De nombreux élus et organisations de la société civile voient en effet d’un mauvais œil le renforcement de l’emprise de la Silicon Valley sur tous les aspects de la vie quotidienne.
Lundi, lors d’une audience sans précédent sur les pratiques anti-concurrentielles, les patrons des GAFA – Google, Apple, Facebook et Amazon – vont être interrogés par des parlementaires américains de la commission judiciaire de la Chambre des représentants. Tous les quatre font aussi face à plusieurs enquêtes sur la concurrence ou la protection des données personnelles, au niveau fédéral et des Etats. « La route est semée d’embûches » pour ces firmes que les tentatives de régulation ont de quoi « inquiéter », écrit l’analyste Daniel Ives de Wedbush Securities dans une note.

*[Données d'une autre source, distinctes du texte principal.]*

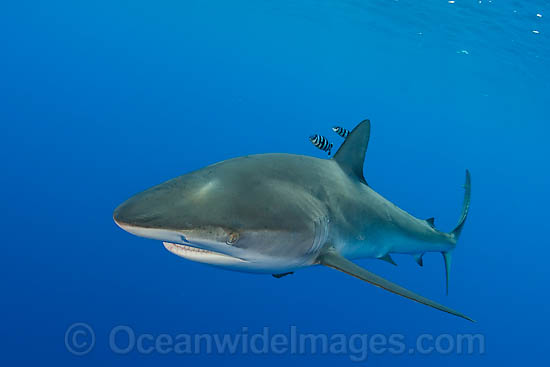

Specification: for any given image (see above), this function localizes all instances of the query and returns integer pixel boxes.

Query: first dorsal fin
[332,119,371,184]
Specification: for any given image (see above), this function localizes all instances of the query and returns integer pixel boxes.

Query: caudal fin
[442,169,472,294]
[451,169,471,240]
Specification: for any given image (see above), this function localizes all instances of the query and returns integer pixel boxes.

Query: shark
[113,119,473,321]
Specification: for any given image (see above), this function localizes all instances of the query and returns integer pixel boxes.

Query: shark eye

A droite et au sommet de l’Etat, elles sont dans le collimateur du président et de son administration, qui voudraient faciliter l’accès des forces de l’ordre aux appareils et aux données cryptées des utilisateurs. De hauts responsables y voient un moyen de mieux lutter contre la criminalité (notamment la pédophilie). Les groupes répondent que de telles mesures affaibliraient la sécurité en ligne pour tout le monde. Donald Trump et des républicains estiment en outre que les réseaux sociaux sont biaisés contre les conservateurs, malgré leur popularité sur ces mêmes plateformes.
A gauche, de nombreuses ONG et parlementaires ont haussé le ton sur les contenus problématiques et la désinformation. Le contexte joue: la présidentielle de novembre approche et les mouvements contre le racisme battent leur plein aux Etats-Unis. La colère se concentre contre Facebook, boycotté par plus de 1.000 annonceurs à l’initiative d’associations appelant à une modération plus efficace des messages promeuvent la haine.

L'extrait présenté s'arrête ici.